Mackerel as Currency: A Retrospective Analysis

Mackerel as Currency: A Retrospective Analysis

Mackerel as a Means of Currency Among the Incarcerated: A Retrospective Analysis

Inmates are never short on creative ideas and they’ve created many solutions to the lack of cash in prison. Most compounds use stamps as a form of currency. Universally accepted, inflation protected, and easy to store and transport. Inmates at Yankton use mackerel. Technically speaking, it is cleaner than money and far more edible. One pouch of mackerel, a mack pack as it’s called, contains 3oz of fish packaged in soybean oil. Valued at $1, it looks eerily similar to a pouch of cat food in serving size and aesthetics.

Once you get over the taste of soybean oil and the mackerel itself, you grow a fondness for the fish of the incarcerated. You shouldn’t leave prison until you’ve eaten at least several pounds of it and can feel the soybean oil coursing through your veins. Inmate goals: participate in productive activities, pursue evidence based recidivism reduction programming, maintain a record of clear conduct and eat a sufficient amount of oil soaked fish.

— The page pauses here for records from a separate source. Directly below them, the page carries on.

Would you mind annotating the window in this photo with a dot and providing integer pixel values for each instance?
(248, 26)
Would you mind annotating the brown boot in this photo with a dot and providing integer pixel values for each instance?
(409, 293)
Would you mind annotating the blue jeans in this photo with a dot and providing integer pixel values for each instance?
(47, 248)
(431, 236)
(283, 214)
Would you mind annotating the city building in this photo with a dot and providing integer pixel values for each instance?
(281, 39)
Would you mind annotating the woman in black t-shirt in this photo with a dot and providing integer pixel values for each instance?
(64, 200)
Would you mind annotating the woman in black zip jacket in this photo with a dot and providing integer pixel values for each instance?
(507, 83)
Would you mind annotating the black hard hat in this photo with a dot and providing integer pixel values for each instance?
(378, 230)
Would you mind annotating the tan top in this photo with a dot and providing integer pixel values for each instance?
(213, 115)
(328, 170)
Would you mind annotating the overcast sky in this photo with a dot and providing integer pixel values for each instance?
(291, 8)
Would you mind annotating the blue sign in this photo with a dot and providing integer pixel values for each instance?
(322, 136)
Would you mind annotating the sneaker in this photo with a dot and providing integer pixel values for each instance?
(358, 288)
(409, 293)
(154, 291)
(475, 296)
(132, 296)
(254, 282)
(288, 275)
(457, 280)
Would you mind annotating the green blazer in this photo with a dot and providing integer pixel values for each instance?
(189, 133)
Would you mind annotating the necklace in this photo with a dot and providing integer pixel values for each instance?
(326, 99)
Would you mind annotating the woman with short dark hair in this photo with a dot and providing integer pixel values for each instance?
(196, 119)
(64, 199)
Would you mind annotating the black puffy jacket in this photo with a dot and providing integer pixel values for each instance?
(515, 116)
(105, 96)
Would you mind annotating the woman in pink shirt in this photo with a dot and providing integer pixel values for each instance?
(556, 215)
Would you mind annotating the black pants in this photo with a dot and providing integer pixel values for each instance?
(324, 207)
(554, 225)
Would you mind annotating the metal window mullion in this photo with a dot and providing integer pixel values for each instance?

Today, we are going to examine this monetary fish through the filter of three factors which are commonly used to assess the viability of a form of currency – medium of exchange, store of value, and unit of account.

Mackerel swimmingly meets all three. It is a universally accepted (in this small universe) medium of exchange. All parties participating in the market accept macks.

In regards to store of value, mack packs have an expiration date that is, on average, two years and three months from the date of purchase, making them reasonable as a store of value that is edible yet unlikely to spoil. For years they sold at commissary for $1.00 but recent inflationary pressures felt nationwide have bumped the commissary list price up to $1.10. On the other hand, the exchange rate finds it’s low end at $0.80 per pack. I can’t picture many other markets where changing your currency results in a 20% hit, unless maybe you’re in Venezuela as the value of the Bolivar is nose diving due to hyper inflation.

While the exchange rate is far from ideal, this is possibly negated by the fact that you can simply eat your mackerel and avoid exchanging them. However, if you want to convert your macks back to “cash” (ie: other commissary items) this is the cost of business.

Unlike people with excess dollar bills, those who find themselves with too many macks aren’t as fond of them for reasons beyond the exchange rates. The storage concern for stamps are non-existent. For mack packs, space may become an issue. If a participant in this market has so many he finds himself needing to rent space in another inmates locker, those macks are further devalued.

Unit of account is clear cut. When bartering, the mack pack is valued at $1.00. Free-market mackerel has yet to catch up with the $1.10 inflation affected price at commissary. The small variance in price hasn’t sent shockwaves through the micro-economy here and we see that trend of acceptance continuing, although it’s made for several spirited economic debates that quickly spiral out of control. In trade, the person accepting an offer and being paid in macks has more leverage. The market participant being approached is highly unlikely to part with anything valued beyond a flat $1.00 for each pack.

This leads us to a broader market question: is the prison community market more viable because the underlying commodity has a higher perceived value to a group of inmates who lift weights and seek a consistent protein source of at least moderate quality? The constant demand for protein is potentially what stabilizes the value of mackerel and makes it a reasonable currency.

One may ask, why do inmates need money/currency? We’ve determined there are five categories of commerce in which one would utilize a non-cash based currency: hustles, food services, personal services, gambling and the procurement of goods.

Hustles: laundry service, room cleaning/floor buffing, ironing clothes
Food services: purchasing slices of cheesecake or peanut butter pie, stromboli’s, burritos, pizza bagels, etc
Personal services: haircuts, beard trimming or assistance addressing legal matters
Gambling: card games and sports tickets
Buying Goods: used watches, old boots, beat up shoes, beard trimmers, or sunglasses

Lingo: “You’re wrong, I’ll bet you a mack on it” “Two macks for a piece of peanut butter pie” “Let’s bet a mack on this UFC fight”

No wallets required, as one convenient aspect of incarceration is you’re never more than 5 minutes away from everything you own. Just don’t take too long to pay up.